I don't think I'm alone, when I say that sex has long been a part of my life. Coming to sexuality as late as I did (age 22), I can clearly remember the pain of my non-sexual existence. So it is, that at the relatively late age of 65, I choose in this song cycle to celebrate sex — raw, rough, and risquè. These are not songs of love, longing, or languorous lassitude. Such emotions are already well documented in the art-song literature. My Favorite Penis Poems sings of the unspeakable, or at least the heretofore unsung. Central to all the poems is, of course, the rise and fall of His Majesty, the Penis.

Most of the poetry has been written by recognized master-poets, one of whom is "straight" and the others gay. Let me comment briefly on each of the six songs: the final poem, "Please Master," is truly shocking — a detailed reenactment of an S/M scene — and is the cycle's only duet. Two of the preceding poems are funny, bawdy and very gay (70's style) — Edward Field's "Street Instructions: At the Crotch" and Alfred Corn's "Hot to Trot." Appropriately enough, I've subtitled the Corn setting, "Fantasy on theme's of Strauss' [steamy] opera, Der Rosenkavalier." In "The Importance of Gourd-Crafting," the 12th-century mystic poet Rumi has written a Grand Guignol morality tale full of blood, bestiality and penile-fixated women — as only a 12th-century mystic could! Marilyn Kallet's "Die Forelle" takes a contemporary look at the heterosexual-female-voyeur sensibility, though here one might more appropriately speak of her protagonist's "trout fixation." And finally, there is the cycle's opening poem, Antler's "Now You Know" — a whimsical leap into a prenatal, what-if world, where baby boners go "from limp to hard a thousand times" and penises, as well as vaginas, can give birth to "the little baby-to-be-that-is-you."

Prick up your ears, now, as the music swell! Hopefully, this is not poppycock and will not be too hard — on your virgin sensibilities.

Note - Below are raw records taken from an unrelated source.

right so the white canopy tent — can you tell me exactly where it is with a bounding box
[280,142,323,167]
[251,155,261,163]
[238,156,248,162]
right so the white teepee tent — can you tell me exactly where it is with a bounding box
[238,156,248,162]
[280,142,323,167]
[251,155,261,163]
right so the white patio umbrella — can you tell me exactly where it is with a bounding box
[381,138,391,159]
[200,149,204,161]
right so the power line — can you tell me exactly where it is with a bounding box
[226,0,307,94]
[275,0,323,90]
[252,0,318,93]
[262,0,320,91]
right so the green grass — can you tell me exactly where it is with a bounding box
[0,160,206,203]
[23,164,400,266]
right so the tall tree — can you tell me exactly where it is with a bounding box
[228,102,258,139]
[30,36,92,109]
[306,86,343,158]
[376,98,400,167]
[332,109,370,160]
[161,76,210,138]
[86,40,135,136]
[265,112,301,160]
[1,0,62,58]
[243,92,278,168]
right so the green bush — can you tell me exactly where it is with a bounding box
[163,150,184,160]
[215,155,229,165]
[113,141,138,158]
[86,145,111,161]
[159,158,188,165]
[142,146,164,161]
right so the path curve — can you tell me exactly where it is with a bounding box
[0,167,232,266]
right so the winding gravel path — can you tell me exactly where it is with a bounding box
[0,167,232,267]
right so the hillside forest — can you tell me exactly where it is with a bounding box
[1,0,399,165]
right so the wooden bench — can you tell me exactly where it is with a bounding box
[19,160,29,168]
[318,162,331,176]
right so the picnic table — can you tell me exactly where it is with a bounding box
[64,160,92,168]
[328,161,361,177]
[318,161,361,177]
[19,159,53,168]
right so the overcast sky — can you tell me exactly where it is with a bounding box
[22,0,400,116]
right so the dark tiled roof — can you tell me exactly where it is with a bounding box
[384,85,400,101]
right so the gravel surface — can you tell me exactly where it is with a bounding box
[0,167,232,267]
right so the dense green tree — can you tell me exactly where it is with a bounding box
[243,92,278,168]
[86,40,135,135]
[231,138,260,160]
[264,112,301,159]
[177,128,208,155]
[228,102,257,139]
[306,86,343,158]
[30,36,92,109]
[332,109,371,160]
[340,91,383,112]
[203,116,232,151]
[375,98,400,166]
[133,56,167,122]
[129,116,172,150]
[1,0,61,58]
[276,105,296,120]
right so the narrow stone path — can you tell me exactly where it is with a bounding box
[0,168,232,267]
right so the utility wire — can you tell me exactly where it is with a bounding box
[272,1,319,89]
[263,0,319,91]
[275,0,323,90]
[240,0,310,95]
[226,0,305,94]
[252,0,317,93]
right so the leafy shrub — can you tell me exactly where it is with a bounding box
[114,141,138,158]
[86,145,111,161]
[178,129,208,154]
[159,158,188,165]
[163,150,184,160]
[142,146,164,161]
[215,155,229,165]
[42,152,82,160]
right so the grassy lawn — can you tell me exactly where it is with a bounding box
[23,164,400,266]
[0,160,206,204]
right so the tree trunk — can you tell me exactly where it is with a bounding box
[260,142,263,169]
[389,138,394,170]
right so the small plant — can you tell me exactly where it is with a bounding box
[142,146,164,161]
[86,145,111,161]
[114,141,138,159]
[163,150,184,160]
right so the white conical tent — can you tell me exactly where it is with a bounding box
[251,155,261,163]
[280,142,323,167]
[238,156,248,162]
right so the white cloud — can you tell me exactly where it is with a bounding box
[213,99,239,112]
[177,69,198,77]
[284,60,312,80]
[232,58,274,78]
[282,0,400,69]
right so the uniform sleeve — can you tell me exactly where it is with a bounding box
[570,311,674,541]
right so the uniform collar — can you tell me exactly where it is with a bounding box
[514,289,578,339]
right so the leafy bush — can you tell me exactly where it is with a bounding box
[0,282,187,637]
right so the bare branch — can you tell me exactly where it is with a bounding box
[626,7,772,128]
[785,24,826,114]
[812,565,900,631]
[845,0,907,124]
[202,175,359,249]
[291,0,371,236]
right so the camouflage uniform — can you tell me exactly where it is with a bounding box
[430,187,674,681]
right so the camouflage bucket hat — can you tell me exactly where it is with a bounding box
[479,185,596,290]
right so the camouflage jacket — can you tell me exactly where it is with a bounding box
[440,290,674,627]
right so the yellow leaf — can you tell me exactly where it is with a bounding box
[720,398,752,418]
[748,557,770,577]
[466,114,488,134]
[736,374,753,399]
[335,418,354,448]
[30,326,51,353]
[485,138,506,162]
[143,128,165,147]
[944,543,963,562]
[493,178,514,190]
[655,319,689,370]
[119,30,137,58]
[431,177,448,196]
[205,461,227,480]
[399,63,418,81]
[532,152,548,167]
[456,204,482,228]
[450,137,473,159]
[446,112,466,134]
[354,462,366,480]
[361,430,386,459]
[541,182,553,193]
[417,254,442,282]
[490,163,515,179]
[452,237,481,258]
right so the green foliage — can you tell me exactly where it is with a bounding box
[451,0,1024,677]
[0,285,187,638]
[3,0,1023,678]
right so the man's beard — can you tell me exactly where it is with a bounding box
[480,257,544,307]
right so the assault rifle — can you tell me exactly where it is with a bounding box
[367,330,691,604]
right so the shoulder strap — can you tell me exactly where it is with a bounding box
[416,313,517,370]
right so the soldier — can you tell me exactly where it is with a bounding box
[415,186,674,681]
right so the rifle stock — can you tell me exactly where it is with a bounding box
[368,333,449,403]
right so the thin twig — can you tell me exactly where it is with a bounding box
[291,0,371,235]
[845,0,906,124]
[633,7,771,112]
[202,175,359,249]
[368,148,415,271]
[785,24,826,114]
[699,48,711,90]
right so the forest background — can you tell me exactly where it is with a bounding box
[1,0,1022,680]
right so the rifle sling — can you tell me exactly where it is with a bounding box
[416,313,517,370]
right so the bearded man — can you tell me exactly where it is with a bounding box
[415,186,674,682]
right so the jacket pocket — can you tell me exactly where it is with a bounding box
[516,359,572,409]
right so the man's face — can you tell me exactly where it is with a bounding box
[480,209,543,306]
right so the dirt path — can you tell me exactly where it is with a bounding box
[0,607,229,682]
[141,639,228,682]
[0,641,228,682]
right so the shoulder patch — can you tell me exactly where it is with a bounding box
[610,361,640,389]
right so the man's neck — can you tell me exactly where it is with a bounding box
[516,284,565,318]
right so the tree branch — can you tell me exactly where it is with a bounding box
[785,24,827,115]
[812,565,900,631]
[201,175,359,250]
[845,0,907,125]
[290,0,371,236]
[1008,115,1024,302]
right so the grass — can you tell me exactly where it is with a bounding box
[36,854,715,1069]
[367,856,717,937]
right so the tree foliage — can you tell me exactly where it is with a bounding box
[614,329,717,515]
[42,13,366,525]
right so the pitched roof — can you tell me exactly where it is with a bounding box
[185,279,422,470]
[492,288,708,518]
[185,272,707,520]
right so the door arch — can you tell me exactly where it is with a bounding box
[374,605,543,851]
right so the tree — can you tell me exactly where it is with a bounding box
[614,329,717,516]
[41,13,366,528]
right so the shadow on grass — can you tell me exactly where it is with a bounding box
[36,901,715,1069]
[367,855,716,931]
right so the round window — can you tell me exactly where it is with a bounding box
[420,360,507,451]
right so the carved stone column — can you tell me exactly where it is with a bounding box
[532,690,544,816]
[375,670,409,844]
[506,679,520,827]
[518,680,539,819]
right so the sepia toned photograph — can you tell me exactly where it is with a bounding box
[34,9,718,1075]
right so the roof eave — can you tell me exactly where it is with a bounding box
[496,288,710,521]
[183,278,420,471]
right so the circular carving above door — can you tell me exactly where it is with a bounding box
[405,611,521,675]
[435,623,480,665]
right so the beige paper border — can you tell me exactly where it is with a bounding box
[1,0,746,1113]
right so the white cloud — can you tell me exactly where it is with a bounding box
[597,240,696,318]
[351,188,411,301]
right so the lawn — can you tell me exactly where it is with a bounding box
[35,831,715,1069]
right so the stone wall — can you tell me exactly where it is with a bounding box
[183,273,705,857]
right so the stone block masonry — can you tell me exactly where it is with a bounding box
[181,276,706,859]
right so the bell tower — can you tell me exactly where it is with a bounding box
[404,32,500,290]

– David Del Tredici, October 2002

David Del Tredici offered a song with words, "Now You Know," though they could scarcely by made out in Tom Cipullo's performance in pseudo-operatic style over Mr. Del Tredici's enthusiastic piano-playing. Such anonymity would seem to defeat the purpose of this excerpt from "a pornographic song cycle," in Mr. Del Tredici's words. The text, by a poet names simply Antler, announces the results of "new studies," that "male babies get erections in the womb on the average of five times a day," and lets imagine the roam.